具有信息性协变量的表观遗传学甲基化研究中的快速矩阵完成。

Fast matrix completion in epigenetic methylation studies with informative covariates.

机构信息

Department of Decision Science, HEC Montreal, 3000 chemin de la Cote Ste Catherine Montréal, QC H3T 2A7 Montreal, Canada.

Department of Mathematics, Université du Québec à Montreal, 201, Ave Président-Kennedy Montreal (QC), H2X 3Y7 Montreal, Canada.

出版信息

Biostatistics. 2024 Oct 1;25(4):1062-1078. doi: 10.1093/biostatistics/kxae016.

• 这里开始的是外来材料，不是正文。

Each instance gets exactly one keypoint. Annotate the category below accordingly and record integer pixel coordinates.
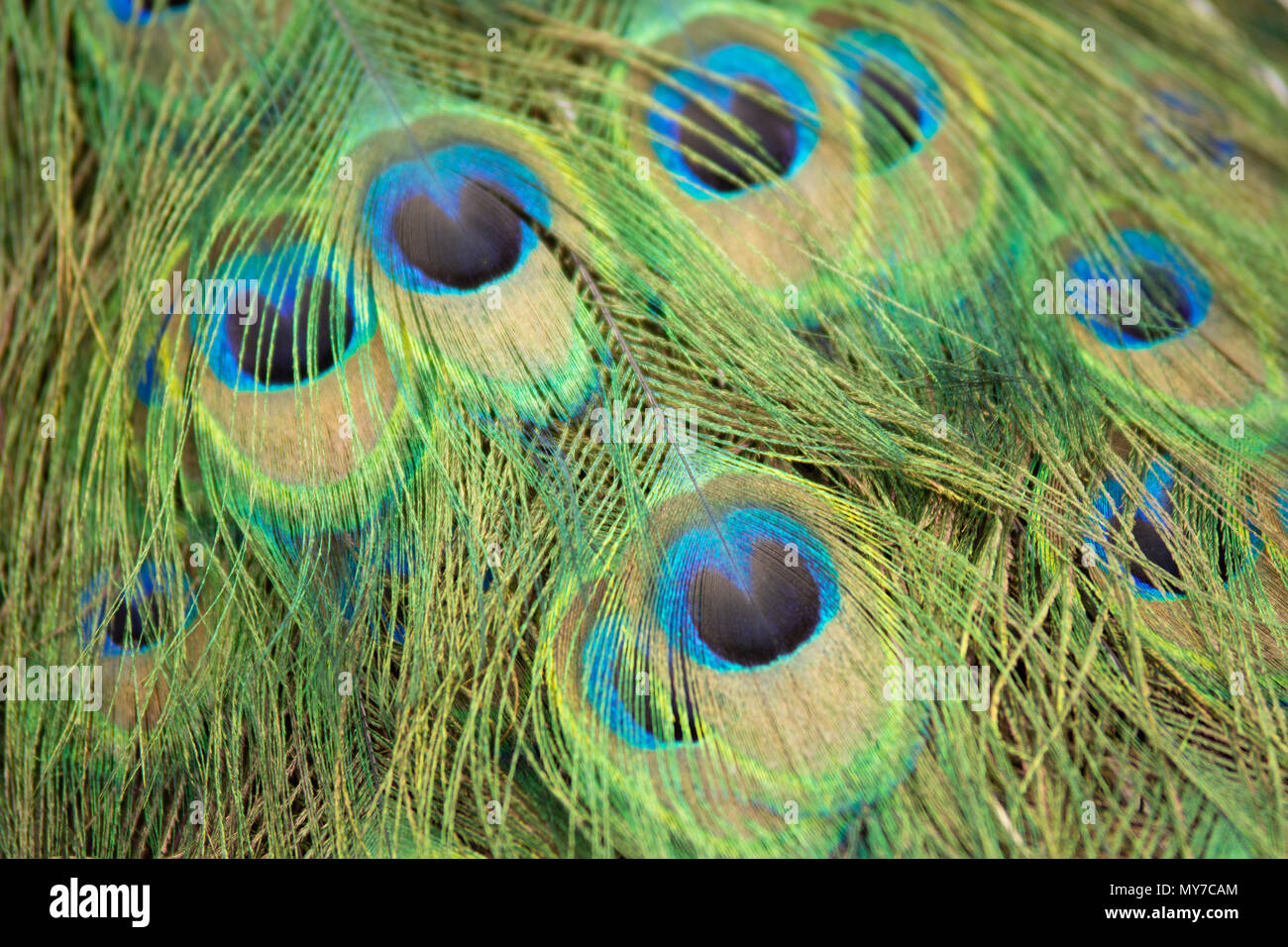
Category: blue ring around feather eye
(703, 548)
(600, 674)
(124, 12)
(1159, 478)
(1108, 504)
(694, 551)
(1149, 248)
(1222, 149)
(145, 388)
(278, 274)
(151, 581)
(439, 175)
(738, 63)
(859, 48)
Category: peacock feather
(605, 427)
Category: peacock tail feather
(603, 427)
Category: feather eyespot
(455, 221)
(1171, 291)
(776, 595)
(142, 12)
(643, 706)
(282, 322)
(742, 121)
(900, 98)
(1153, 528)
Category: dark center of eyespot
(725, 158)
(134, 624)
(275, 344)
(892, 112)
(1164, 309)
(482, 243)
(1150, 534)
(778, 616)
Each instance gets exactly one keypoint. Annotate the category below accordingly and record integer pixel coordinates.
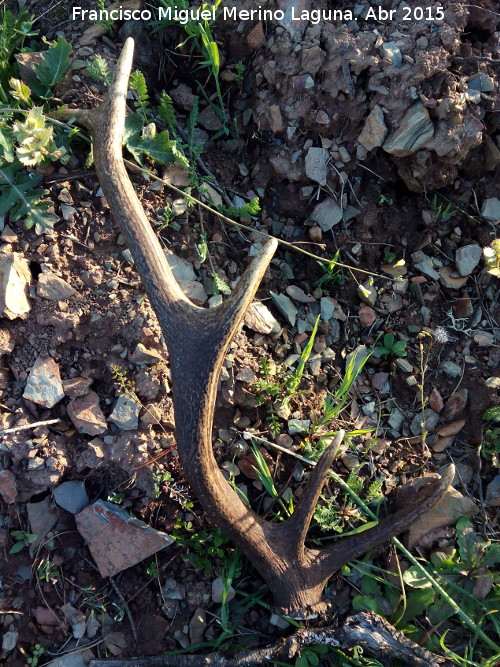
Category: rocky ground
(379, 139)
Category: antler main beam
(197, 340)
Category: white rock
(467, 258)
(316, 164)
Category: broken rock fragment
(86, 414)
(44, 385)
(116, 540)
(15, 278)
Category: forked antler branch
(197, 340)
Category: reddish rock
(436, 400)
(116, 540)
(455, 405)
(8, 489)
(256, 37)
(367, 316)
(450, 429)
(86, 414)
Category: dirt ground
(320, 112)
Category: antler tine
(298, 524)
(197, 340)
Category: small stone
(451, 369)
(455, 405)
(447, 430)
(142, 355)
(53, 288)
(218, 590)
(491, 210)
(315, 234)
(8, 488)
(116, 540)
(414, 130)
(71, 496)
(86, 414)
(260, 319)
(256, 37)
(44, 385)
(367, 316)
(285, 306)
(298, 294)
(450, 278)
(76, 387)
(392, 53)
(436, 400)
(197, 626)
(404, 365)
(125, 414)
(327, 214)
(493, 492)
(246, 375)
(15, 278)
(430, 419)
(367, 293)
(374, 131)
(297, 426)
(9, 640)
(467, 258)
(317, 164)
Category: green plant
(99, 70)
(331, 273)
(205, 549)
(491, 256)
(38, 651)
(14, 30)
(21, 539)
(390, 346)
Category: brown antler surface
(197, 340)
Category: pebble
(44, 385)
(491, 210)
(218, 591)
(467, 258)
(455, 405)
(414, 130)
(317, 164)
(298, 294)
(86, 414)
(260, 319)
(430, 419)
(447, 430)
(493, 492)
(367, 316)
(451, 369)
(53, 288)
(327, 214)
(116, 540)
(71, 496)
(374, 131)
(367, 293)
(286, 307)
(125, 414)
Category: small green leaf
(492, 413)
(15, 548)
(414, 578)
(51, 70)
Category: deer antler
(197, 340)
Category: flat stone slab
(116, 540)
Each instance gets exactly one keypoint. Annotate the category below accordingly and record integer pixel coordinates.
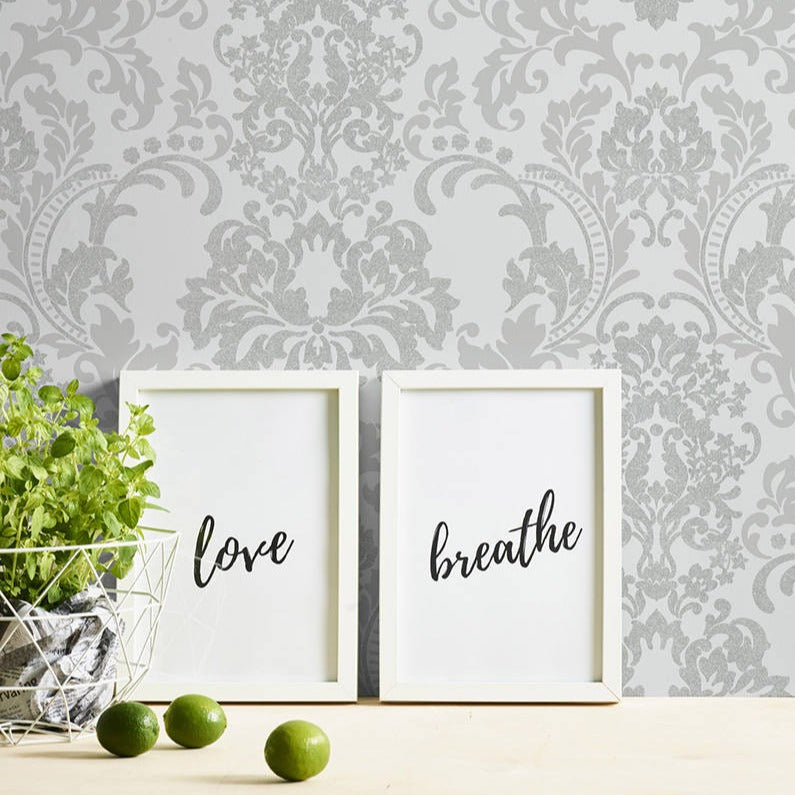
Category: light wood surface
(669, 746)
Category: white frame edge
(346, 384)
(607, 385)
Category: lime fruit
(297, 750)
(194, 721)
(127, 728)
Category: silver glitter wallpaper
(383, 184)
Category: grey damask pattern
(464, 183)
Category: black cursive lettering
(545, 533)
(231, 550)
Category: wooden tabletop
(669, 746)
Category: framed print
(501, 536)
(259, 472)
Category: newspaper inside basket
(58, 667)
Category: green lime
(127, 728)
(297, 750)
(194, 721)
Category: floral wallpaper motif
(377, 184)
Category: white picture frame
(277, 451)
(451, 443)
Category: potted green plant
(71, 499)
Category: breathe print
(536, 534)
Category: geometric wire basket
(61, 667)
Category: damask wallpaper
(379, 184)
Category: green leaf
(90, 480)
(130, 511)
(50, 394)
(149, 489)
(39, 472)
(146, 426)
(63, 445)
(15, 466)
(112, 525)
(11, 369)
(15, 426)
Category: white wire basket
(60, 667)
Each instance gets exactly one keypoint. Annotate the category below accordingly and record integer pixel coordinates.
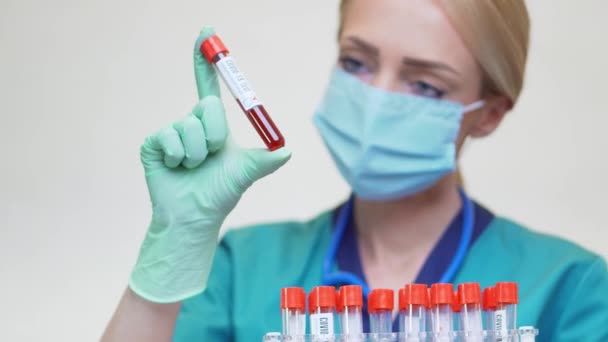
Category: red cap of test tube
(380, 300)
(413, 294)
(506, 293)
(293, 298)
(322, 297)
(339, 306)
(469, 293)
(456, 306)
(211, 47)
(349, 296)
(442, 293)
(489, 299)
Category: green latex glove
(195, 175)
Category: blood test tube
(469, 298)
(217, 54)
(321, 306)
(413, 303)
(489, 306)
(349, 306)
(527, 334)
(456, 314)
(441, 302)
(293, 311)
(506, 309)
(380, 305)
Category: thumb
(261, 162)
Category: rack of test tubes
(439, 313)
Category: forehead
(407, 28)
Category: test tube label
(237, 83)
(500, 323)
(322, 325)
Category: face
(410, 46)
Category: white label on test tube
(471, 322)
(441, 321)
(237, 83)
(322, 325)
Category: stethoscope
(337, 278)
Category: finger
(210, 111)
(261, 162)
(204, 73)
(171, 145)
(192, 135)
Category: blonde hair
(497, 33)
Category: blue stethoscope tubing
(337, 278)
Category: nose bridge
(386, 79)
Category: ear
(490, 116)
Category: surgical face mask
(388, 145)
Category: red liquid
(263, 124)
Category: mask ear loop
(473, 106)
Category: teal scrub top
(563, 288)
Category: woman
(414, 80)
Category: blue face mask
(388, 145)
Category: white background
(83, 82)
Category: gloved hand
(196, 175)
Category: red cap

DOI:10.1093/biostatistics/kxae016

PMID:38850151

原文链接:https://pmc.ncbi.nlm.nih.gov/articles/PMC11471954/

Abstract

DNA methylation is an important epigenetic mark that modulates gene expression through the inhibition of transcriptional proteins binding to DNA. As in many other omics experiments, the issue of missing values is an important one, and appropriate imputation techniques are important in avoiding an unnecessary sample size reduction as well as to optimally leverage the information collected. We consider the case where relatively few samples are processed via an expensive high-density whole genome bisulfite sequencing (WGBS) strategy and a larger number of samples is processed using more affordable low-density, array-based technologies. In such cases, one can impute the low-coverage (array-based) methylation data using the high-density information provided by the WGBS samples. In this paper, we propose an efficient Linear Model of Coregionalisation with informative Covariates (LMCC) to predict missing values based on observed values and covariates. Our model assumes that at each site, the methylation vector of all samples is linked to the set of fixed factors (covariates) and a set of latent factors. Furthermore, we exploit the functional nature of the data and the spatial correlation across sites by assuming some Gaussian processes on the fixed and latent coefficient vectors, respectively. Our simulations show that the use of covariates can significantly improve the accuracy of imputed values, especially in cases where missing data contain some relevant information about the explanatory variable. We also showed that our proposed model is particularly efficient when the number of columns is much greater than the number of rows-which is usually the case in methylation data analysis. Finally, we apply and compare our proposed method with alternative approaches on two real methylation datasets, showing how covariates such as cell type, tissue type or age can enhance the accuracy of imputed values.

摘要

DNA 甲基化是一种重要的表观遗传标记，通过抑制转录蛋白与 DNA 的结合来调节基因表达。在许多其他组学实验中，缺失值问题是一个重要问题，适当的插补技术对于避免不必要的样本量减少以及最佳利用收集到的信息非常重要。我们考虑这样一种情况，即相对较少的样本通过昂贵的高密度全基因组亚硫酸氢盐测序（WGBS）策略进行处理，而更多的样本则使用更经济实惠的低密度、基于阵列的技术进行处理。在这种情况下，可以使用 WGBS 样本提供的高密度信息来插补低覆盖度（基于阵列的）甲基化数据。在本文中，我们提出了一种有效的带有信息协变量的核心关联线性模型（LMCC），以根据观测值和协变量预测缺失值。我们的模型假设，在每个位点，所有样本的甲基化向量与一组固定因子（协变量）和一组潜在因子相关联。此外，我们通过分别在固定和潜在系数向量上假设一些高斯过程，利用了数据的函数性质和位点之间的空间相关性。我们的模拟表明，使用协变量可以显著提高插补值的准确性，特别是在缺失数据包含有关解释变量的一些相关信息的情况下。我们还表明，当列数远大于行数时，我们提出的模型特别有效-这在甲基化数据分析中通常是这种情况。最后，我们在两个真实的甲基化数据集上应用并比较了我们提出的方法和替代方法，展示了细胞类型、组织类型或年龄等协变量如何提高插补值的准确性。